Even leaving that aside, Hunt’s case is untenable when the government is currently adopting a whole raft of measures with careless abandon which cost vastly more that the NHS sum at issue. Thus Osborne in his speech to the Tory conference last week hurriedly announced (as a last-minute effort to counter the popularity of Ed Miliband’s conference proposals) a married couple’s allowance and a freeze on fuel duty. That will cost over £2bn, far more than is necessary to pay NHS staff their minimalist due.

Even more insulting, in order to privatise Royal Mail, the government which is supposed to be trying to reduce its debt has gratuitously taken on to its books the £12bn Royal Mail pension fund deficit as well as selling the public service at well below the market price. That means if the share price hits 450p, the government is deliberately foregoing about £1.2bn (the difference between the maximum £3.3bn value put on by the government and the likely value the market would place on it of £4.5bn).

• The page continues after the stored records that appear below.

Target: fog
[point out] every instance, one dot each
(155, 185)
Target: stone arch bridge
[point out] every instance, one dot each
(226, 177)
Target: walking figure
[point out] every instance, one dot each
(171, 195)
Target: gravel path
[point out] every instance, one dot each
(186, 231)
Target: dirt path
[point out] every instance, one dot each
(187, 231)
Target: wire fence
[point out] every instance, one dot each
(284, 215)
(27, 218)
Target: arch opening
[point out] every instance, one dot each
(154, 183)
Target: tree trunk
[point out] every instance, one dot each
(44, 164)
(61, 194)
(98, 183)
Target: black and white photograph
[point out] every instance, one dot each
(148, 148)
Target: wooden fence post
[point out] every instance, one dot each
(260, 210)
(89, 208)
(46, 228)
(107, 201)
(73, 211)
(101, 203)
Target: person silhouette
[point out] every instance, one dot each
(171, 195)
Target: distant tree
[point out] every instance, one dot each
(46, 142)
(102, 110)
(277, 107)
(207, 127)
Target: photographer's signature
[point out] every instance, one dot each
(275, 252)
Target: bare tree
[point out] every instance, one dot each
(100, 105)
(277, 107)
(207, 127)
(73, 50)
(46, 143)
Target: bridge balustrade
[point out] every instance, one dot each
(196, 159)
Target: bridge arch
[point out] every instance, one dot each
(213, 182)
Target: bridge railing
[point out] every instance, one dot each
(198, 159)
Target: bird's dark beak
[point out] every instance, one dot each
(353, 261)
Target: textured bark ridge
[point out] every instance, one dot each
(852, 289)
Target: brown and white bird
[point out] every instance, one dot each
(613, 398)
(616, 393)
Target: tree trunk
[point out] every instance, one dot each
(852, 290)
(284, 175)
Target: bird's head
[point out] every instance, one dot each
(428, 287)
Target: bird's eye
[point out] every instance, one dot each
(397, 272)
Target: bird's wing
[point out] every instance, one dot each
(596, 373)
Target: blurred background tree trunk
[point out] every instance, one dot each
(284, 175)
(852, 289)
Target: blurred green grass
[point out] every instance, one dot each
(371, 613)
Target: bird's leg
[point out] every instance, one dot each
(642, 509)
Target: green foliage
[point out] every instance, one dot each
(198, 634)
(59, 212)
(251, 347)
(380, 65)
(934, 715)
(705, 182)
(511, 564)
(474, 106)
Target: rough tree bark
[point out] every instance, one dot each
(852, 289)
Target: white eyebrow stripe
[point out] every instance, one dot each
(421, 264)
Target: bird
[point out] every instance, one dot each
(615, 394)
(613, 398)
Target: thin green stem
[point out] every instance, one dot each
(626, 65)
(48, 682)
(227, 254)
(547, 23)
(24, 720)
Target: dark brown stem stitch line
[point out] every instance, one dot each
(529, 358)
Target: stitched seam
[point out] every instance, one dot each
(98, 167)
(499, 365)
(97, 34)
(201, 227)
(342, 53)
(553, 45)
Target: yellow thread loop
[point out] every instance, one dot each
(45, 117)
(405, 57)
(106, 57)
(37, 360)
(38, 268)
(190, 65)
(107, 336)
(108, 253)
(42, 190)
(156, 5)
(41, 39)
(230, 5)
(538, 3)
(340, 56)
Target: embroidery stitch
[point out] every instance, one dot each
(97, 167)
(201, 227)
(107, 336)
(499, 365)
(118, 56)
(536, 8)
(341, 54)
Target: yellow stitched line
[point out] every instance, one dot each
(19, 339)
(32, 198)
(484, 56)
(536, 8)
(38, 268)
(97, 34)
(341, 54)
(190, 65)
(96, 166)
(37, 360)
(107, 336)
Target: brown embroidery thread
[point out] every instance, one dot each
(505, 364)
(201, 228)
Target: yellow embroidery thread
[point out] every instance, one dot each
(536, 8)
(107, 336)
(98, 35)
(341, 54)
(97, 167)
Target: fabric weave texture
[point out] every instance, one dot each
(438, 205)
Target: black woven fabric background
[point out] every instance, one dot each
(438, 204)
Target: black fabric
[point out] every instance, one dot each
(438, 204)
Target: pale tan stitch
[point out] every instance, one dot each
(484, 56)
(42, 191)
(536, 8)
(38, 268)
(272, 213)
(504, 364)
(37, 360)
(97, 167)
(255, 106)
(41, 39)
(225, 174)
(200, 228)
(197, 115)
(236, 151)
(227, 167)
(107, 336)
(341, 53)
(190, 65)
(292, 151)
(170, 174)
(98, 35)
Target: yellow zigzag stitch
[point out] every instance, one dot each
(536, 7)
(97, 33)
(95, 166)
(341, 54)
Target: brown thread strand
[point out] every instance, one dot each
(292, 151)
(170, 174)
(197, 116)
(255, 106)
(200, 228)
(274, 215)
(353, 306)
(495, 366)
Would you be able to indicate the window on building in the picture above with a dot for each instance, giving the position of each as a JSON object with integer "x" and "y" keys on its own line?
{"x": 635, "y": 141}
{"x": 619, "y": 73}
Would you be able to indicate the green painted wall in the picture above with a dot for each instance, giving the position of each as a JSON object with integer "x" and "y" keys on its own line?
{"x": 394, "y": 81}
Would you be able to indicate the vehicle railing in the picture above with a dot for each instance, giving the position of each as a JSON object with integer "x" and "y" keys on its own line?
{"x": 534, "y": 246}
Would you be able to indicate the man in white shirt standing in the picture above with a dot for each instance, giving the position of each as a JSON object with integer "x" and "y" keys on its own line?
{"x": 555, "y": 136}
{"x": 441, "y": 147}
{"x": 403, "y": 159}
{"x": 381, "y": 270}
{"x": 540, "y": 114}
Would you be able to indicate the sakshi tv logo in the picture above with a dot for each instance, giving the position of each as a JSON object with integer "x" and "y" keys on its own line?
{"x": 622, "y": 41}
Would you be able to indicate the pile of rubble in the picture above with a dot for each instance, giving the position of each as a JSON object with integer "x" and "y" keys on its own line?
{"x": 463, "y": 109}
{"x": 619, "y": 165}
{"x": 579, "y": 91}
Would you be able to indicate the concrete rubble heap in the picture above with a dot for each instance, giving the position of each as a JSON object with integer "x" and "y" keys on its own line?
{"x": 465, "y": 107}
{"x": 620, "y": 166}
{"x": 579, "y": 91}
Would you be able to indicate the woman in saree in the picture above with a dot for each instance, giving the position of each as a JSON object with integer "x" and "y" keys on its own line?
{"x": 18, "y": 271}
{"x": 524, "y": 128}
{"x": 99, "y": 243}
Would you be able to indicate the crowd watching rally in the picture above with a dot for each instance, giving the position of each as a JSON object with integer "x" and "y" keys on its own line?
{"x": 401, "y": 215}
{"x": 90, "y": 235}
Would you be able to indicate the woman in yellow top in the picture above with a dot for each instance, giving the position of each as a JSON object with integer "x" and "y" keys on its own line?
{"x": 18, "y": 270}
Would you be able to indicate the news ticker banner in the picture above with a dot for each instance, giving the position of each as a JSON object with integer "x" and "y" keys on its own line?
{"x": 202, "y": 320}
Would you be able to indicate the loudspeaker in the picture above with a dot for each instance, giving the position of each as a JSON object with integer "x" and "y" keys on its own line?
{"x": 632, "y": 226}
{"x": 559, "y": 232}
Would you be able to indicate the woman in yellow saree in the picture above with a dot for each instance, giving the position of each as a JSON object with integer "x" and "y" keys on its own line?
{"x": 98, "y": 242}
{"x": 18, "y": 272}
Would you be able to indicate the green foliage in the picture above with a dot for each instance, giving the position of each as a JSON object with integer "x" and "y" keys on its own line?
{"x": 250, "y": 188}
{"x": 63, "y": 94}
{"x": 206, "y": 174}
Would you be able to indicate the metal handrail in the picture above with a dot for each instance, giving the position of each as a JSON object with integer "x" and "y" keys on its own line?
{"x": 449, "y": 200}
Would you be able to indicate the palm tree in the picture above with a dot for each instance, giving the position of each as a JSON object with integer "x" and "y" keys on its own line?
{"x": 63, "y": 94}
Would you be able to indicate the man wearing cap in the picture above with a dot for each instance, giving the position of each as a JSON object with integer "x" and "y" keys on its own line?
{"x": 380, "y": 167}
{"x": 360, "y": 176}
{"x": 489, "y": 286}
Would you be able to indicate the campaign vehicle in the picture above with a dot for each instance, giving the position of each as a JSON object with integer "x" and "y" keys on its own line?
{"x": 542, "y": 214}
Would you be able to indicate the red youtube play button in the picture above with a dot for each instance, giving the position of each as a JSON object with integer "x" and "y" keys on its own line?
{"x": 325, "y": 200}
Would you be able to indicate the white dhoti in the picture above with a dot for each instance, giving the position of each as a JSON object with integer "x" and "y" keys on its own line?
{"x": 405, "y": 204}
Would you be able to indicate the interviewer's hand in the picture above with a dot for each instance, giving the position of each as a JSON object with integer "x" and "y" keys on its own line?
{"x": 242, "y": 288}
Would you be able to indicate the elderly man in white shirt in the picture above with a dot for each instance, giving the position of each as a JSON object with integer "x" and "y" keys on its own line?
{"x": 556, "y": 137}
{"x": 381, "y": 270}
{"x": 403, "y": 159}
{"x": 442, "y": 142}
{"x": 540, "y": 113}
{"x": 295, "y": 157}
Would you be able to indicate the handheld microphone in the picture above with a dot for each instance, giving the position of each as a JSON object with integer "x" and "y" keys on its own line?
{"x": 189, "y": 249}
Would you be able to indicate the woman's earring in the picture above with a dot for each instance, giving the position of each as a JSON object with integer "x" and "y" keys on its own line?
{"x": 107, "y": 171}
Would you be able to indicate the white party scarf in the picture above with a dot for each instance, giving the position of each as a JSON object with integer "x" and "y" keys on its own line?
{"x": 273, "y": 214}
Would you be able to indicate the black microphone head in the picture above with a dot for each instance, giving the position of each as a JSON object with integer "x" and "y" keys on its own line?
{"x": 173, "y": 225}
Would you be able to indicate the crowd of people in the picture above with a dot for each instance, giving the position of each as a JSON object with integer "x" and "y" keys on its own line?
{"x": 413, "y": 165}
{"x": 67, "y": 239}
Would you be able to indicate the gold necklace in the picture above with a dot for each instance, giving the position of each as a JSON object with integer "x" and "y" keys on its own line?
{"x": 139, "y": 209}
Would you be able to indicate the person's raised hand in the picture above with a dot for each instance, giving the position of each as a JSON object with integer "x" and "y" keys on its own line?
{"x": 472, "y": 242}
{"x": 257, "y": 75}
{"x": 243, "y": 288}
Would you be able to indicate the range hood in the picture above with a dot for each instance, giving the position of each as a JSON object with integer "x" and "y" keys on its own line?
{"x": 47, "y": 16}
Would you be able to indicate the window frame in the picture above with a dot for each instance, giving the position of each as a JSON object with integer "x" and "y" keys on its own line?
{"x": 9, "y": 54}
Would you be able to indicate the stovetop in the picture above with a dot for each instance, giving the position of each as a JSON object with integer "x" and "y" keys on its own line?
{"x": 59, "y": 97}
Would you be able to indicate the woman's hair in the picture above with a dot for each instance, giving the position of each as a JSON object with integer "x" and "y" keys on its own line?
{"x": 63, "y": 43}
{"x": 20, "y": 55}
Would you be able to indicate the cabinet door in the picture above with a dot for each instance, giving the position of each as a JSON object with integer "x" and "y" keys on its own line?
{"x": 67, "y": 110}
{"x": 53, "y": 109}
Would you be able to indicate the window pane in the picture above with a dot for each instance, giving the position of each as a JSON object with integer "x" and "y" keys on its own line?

As it happens, that is exactly the sum which would pay NHS staff their increase which would anyway still not compensate them for the extra pressure of work put on them by the big cuts in NHS funding. Nor would it deal with a situation where NHS personnel have been forced to take a real terms 12% cut in their pay in recent years, while senior managers have enjoyed a pay increase of 13% since 2009. Yet even that minute pay increase is now being stolen away from them by Hunt.

Even more flagrant is the £130bn which Osborne is now bringing on stream to fund his Help to Buy scheme which is widely predicted to be generating, not sustainable growth, but yet another housing bubble. Osborne is even bringing forward to this week the stage 2 of this ill-fated scheme in order to kickstart growth at any cost. Obviously paying NHS staff even a shadow of a fair wage is for Osborne a bridge much too far, though spending a hundred times more can be readily afforded if it creates even a sliver of a chance of winning the next election.